It’s been one year since our lives were turned upside down.

One year since sobs started escaping my body without warning. One year since my body became a ball of tension that hurt to move. One year since the panic attacks and inability to make even the smallest decisions plagued my daily life. One year since I had to re-learn how to communicate with my family, especially my husband, as we tried to find a way forward.

One year since the life I thought we would always have was swept away in an instant.

As I look back on the emotions of the past year, I can’t help but be overwhelmed by the realization that I have spent the vast majority of the last twelve months holding onto far too many feelings at one time.

The fear of telling my children that their life was changing, certain that they would blame me for everything that was happening to them.

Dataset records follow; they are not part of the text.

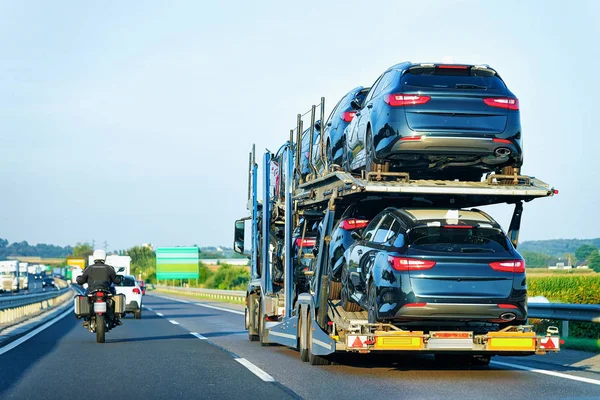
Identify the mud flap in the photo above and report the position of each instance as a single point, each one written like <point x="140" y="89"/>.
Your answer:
<point x="285" y="332"/>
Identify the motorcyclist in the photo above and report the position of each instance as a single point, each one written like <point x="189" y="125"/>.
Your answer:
<point x="100" y="276"/>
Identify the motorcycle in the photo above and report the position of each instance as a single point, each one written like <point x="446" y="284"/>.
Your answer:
<point x="101" y="310"/>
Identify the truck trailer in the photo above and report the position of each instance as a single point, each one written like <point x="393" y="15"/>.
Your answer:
<point x="307" y="319"/>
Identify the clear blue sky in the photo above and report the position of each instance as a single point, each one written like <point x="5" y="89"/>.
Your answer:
<point x="130" y="121"/>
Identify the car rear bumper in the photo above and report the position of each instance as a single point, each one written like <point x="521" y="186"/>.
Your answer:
<point x="489" y="151"/>
<point x="456" y="312"/>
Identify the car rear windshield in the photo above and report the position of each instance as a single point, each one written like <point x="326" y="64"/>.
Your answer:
<point x="464" y="241"/>
<point x="127" y="282"/>
<point x="470" y="78"/>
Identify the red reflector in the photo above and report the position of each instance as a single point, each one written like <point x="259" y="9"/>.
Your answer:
<point x="348" y="115"/>
<point x="451" y="66"/>
<point x="409" y="264"/>
<point x="411" y="138"/>
<point x="502" y="141"/>
<point x="306" y="242"/>
<point x="415" y="305"/>
<point x="400" y="100"/>
<point x="517" y="266"/>
<point x="353" y="223"/>
<point x="503" y="102"/>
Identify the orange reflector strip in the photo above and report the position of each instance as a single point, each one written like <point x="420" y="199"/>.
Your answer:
<point x="511" y="344"/>
<point x="398" y="343"/>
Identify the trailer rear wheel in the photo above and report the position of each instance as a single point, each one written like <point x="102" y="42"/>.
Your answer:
<point x="314" y="359"/>
<point x="262" y="331"/>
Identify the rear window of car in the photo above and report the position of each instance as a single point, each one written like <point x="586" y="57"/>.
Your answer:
<point x="127" y="282"/>
<point x="465" y="240"/>
<point x="471" y="78"/>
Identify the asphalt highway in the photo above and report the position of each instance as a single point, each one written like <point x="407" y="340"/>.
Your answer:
<point x="186" y="348"/>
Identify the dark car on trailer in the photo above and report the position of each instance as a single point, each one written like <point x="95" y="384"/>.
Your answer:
<point x="420" y="267"/>
<point x="443" y="121"/>
<point x="333" y="137"/>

This was especially true as our son asked us “does this mean we will have to move?” and five months later the answer would be yes.

The embarrassment as I questioned my worth as, not just a teacher, but as a human being and child of God.

The pain of feeling betrayed by the silence of people who I thought were friends.

The loneliness of being isolated from what I thought was my community and the painful discovery that I didn’t really belong.

The righteous anger of believing that I had followed my heart and God’s desire and the questions I had about others as I asked God why.

The grief of loss, so much loss, not just for me but for my entire family.

In Greek mythology, the phoenix is an immortal bird that goes through the cycle of birth, life, death, and rebirth. In the Harry Potter series, Fawkes, Dumbledore’s phoenix, shocks Harry as he dies in a burst of flames and is reborn as a baby bird. This phoenix also has special powers of healing through its tears, saving Harry and his friends on more than one occasion.

And so the phoenix can be a metaphor for the rollercoaster of life.

By June, my internal phoenix had completely burned to ashes and the baby bird that timidly poked up its little beak was unsure of how to take flight, but it knew that it had to start over.

We made the most impulsive decision of our marriage and decided that it was time to go “home.” While we could still say that Texas had been good to us in six years and given us so much, in the end, we had lost a lot and we needed to be where we felt we really belonged.

We survived the most miserable vacation of our marriage and yet are still planning what we want to do next summer.

We bought a house, sight unseen, which has already become a hub of multiple family gatherings as our kids become reacquainted with cousins and we renew friendships.

I learned to say no to a situation that was harming me and my family and say yes to something better when I made the unprecedented decision to change schools in the middle of a semester.

We returned to Michigan for the first time in five years, first for a football game that caused our kids to fall in love with one of our favorite northern cities, and then at Christmas, when we finally got to see “our” lake again after far too long.

And through it all, I learned that, even when I felt weakest, I am stronger than I thought I was.

The worst year of my life was, in many ways, the start of something that we didn’t know we needed.

Because two things can be true at the same time.

I can still see my children’s grief and ache for them while knowing that, in the long run, the decisions we have made in the last year are what is best for them.

I can still grieve the loss of friendships while remaining forever thankful for the ones who stuck by my side and walked with me along the way.

I can be still be hurting and nursing my wounds while fully recognizing that those wounds brought me to a better place.

I can still be in the midst of spiritual trauma and have a stronger faith in the One who doesn’t forget His promises.

I can still feel called to the vocation of teaching without it defining everything that I am and allowing it to decide how I live my life.

And the lessons keep coming.

I have spent the last year in the wilderness, watching the old me burn to ashes so that I could be reborn into something that is still me, but better.

But the wilderness doesn’t have to be a place of desolation, it can be a place of growth that we often cannot see until we are safely back at home.

And now the phoenix is once again learning to take flight, ready to leave the wilderness for something better than was there before. As scary as that unknown is, I’m ready to see where it will fly next.